BA: What kind of process will it be getting to know new teammates this spring?
Gagne: It’ll be the same as it was last year in Texas. Last year, I was really nervous about going to a different organization. I didn’t know what to expect. With a bunch of new guys, it takes a little time to get to know each other. I take a lot of pride in a good bullpen. Whether it’s something I’m trying to teach (my teammates) or something I’m trying to learn from them. Spring training is going to be good time to get to know a lot of new guys and I think it will be easier than people think.
BA: You will be reunited with former teammates in Mike Maddux and Guillermo Mota? Since you know him as well as anyone, what can you tell us about Mota?
Gagne: We were teammates with the Dodgers. I had a really good relationship with him. I think he can be a great pitcher. He throws hard with a great changeup. He’s very durable. He can go two innings everyday and you don’t see that in baseball much anymore. He’ll give you a lot of quality innings and is going to be a great addition to the bullpen.
BA: You mentioned Jason Kendall, what is your history with him?
Gagne: I don’t know him personally, but I know him as a catcher. I see the mix of young guys that are here and I see the bullpen is really deep. But, when you add Kendall to that…that’s a good mix. I think Jason Kendall is a really good leader. He knows how to control a ballgame and that’s important.
Gagne That’s a good one. Derrick’s wife (Becca) helped deliver my last baby. She was the nurse at the hospital. My baby’s name is Bluu. Becca helped deliver her two years ago…a pretty small world, huh?
I played golf with Derrick once. I had only known him on the field and had my own ideas of what he was like. I thought he was going to be a mean guy but he’s a really good guy. He’s awesome…a funny guy.
BA: Speaking of good guys who have a mean persona…how about your presence on the mound as the closer?

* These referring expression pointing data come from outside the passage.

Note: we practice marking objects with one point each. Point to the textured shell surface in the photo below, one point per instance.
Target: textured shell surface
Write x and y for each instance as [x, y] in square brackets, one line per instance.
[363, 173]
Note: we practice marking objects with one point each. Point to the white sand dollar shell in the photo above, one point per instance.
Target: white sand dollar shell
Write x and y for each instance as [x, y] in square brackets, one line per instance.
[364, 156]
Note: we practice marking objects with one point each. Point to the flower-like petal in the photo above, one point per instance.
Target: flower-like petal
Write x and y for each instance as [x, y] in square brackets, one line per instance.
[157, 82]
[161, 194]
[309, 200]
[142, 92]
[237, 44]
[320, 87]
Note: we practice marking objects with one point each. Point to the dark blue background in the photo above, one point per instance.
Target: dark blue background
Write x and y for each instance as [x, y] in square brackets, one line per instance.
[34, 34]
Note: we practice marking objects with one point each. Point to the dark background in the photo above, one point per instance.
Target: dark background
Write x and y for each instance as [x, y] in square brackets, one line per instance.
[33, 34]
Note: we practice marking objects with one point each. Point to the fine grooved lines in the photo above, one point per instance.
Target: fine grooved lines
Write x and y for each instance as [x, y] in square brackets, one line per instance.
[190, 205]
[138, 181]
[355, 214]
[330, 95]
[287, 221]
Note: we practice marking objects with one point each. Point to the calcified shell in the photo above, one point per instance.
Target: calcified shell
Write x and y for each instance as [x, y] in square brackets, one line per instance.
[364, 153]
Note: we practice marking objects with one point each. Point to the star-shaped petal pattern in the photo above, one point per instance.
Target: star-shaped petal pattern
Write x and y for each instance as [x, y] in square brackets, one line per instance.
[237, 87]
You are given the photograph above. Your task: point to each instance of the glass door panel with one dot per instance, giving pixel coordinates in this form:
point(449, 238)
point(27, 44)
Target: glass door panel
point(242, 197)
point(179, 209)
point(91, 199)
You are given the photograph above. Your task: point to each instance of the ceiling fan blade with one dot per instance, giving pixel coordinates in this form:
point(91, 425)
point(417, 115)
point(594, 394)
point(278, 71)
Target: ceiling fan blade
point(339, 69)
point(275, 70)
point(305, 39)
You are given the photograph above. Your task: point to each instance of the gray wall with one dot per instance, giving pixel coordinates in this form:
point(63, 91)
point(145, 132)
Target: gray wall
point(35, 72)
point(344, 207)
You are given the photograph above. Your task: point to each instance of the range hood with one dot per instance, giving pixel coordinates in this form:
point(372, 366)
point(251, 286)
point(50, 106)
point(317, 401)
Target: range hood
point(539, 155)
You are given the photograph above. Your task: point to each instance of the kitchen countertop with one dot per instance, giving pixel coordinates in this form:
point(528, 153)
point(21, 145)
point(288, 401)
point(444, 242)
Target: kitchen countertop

Gagne: It’s just me. It’s me between the lines. People think the same thing about me that I thought about (Turnbow). They tell me I’m a mean guy. I’m a competitor. Anytime I’ve got the ball in my hand, I want to beat the guy who’s trying to hit me. I think that’s what makes a competitor able to take it to the next level when that adrenaline kicks in. It’s an unbelievable feeling to know that you’re out there in the ninth inning…you’re the last guy out there…and if you fail, the whole team loses and the fans are mad. (Persona) is not something you can act. That’s just me. I go on the mound, I’m really aggressive and I don’t want to lose. I hate losing.